Schema Version: 1.0.0
Structure
{
"metadata" : {
"version" : 15 ,
"updated_at" : "2026-03-05T14:30:00Z"
},
"persons" : {
"Alex Hormozi" : {
"canonical" : "Alex Hormozi" ,
"aliases" : [ "alex hormozi" , "hormozi" , "Alex H" ],
"sources" : [ "HR001" , "HR002" , "CG005" ],
"mention_count" : 147 ,
"has_agent" : true ,
"has_dna" : true
}
},
"roles" : {
"CLOSER" : {
"canonical" : "CLOSER" ,
"aliases" : [ "closer" , "sales closer" , "closers" ],
"mention_count" : 89 ,
"mention_breakdown" : {
"direct" : 75 ,
"inferred" : 10 ,
"emergent" : 4
},
"weighted_score" : 85.5 ,
"sources" : [ "CG001" , "CG002" , "JM001" ],
"has_agent" : true ,
"domain_ids" : [ "SALES" ]
}
},
"themes" : {
"processo-vendas" : {
"canonical" : "processo-vendas" ,
"theme_code" : "02-PROCESSO-VENDAS" ,
"aliases" : [ "sales process" , "processo de vendas" ],
"occurrence_count" : 234 ,
"sources" : [ "CG001" , "JM001" , "HR003" ],
"has_dossier" : true ,
"domain_ids" : [ "SALES" ]
}
},
"concepts" : {
"Farm System" : {
"canonical" : "Farm System" ,
"aliases" : [ "farm system" , "the farm" ],
"layer" : "L4" , // DNA layer
"occurrence_count" : 42 ,
"sources" : [ "CG001" , "CG002" ]
}
}
}
Usage
from core.intelligence.entity_normalizer import normalize_entity
result = normalize_entity( "alex hormozi" , "person" )

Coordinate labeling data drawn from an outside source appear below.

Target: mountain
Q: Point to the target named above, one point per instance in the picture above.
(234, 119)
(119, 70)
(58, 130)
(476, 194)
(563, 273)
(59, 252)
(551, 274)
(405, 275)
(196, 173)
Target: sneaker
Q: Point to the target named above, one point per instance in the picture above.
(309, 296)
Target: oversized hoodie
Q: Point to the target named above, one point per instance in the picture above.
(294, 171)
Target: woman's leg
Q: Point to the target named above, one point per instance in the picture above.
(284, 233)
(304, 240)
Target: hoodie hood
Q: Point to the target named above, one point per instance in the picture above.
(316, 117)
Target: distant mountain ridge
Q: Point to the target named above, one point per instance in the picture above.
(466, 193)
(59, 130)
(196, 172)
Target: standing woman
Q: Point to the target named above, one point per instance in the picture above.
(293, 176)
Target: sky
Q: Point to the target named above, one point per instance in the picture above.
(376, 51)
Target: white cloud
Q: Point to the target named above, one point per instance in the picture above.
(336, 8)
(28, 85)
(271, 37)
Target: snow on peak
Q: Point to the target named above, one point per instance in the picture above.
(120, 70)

# Returns: {"canonical": "Alex Hormozi", "match_type": "alias", ...}
Source: core/schemas/canonical-map.schema.json:1-xxx
insights-state.schema.json
Extracted insights with DNA layer classification.
Schema Version: 1.0.0
Structure
{
"metadata" : {
"version" : 8 ,
"updated_at" : "2026-03-05T14:30:00Z"
},
"insights_state" : {
"persons" : {
"Cole Gordon" : {
"HIGH" : [
{
"insight_id" : "INS-CG001-001" ,
"chunk_id" : "CG001-005" ,
"content" : "The farm system requires 3 closers per setter to maintain balance." ,
"dna_layer" : "L4" , // FRAMEWORKS
"priority" : "HIGH" ,
"confidence" : 0.95 ,
"themes" : [ "01-ESTRUTURA-TIME" , "02-PROCESSO-VENDAS" ],
"extracted_at" : "2026-03-05T12:30:00Z"
}
],
"MEDIUM" : [ ... ],
"LOW" : [ ... ]
}
},
"themes" : {
"processo-vendas" : {
"HIGH" : [ ... ],
"MEDIUM" : [ ... ],
"LOW" : [ ... ]
}
}
}
}
DNA Layer Mapping
Layer Name Example Insight L1 PHILOSOPHIES ”Sales is a transfer of belief” L2 MENTAL-MODELS ”Think in systems, not tactics” L3 HEURISTICS ”If close rate < 20%, problem is qualification” L4 FRAMEWORKS ”CLOSER framework: C-L-O-S-E-R steps” L5 METHODOLOGIES ”Step 1: Clarify problem. Step 2: Label pain…”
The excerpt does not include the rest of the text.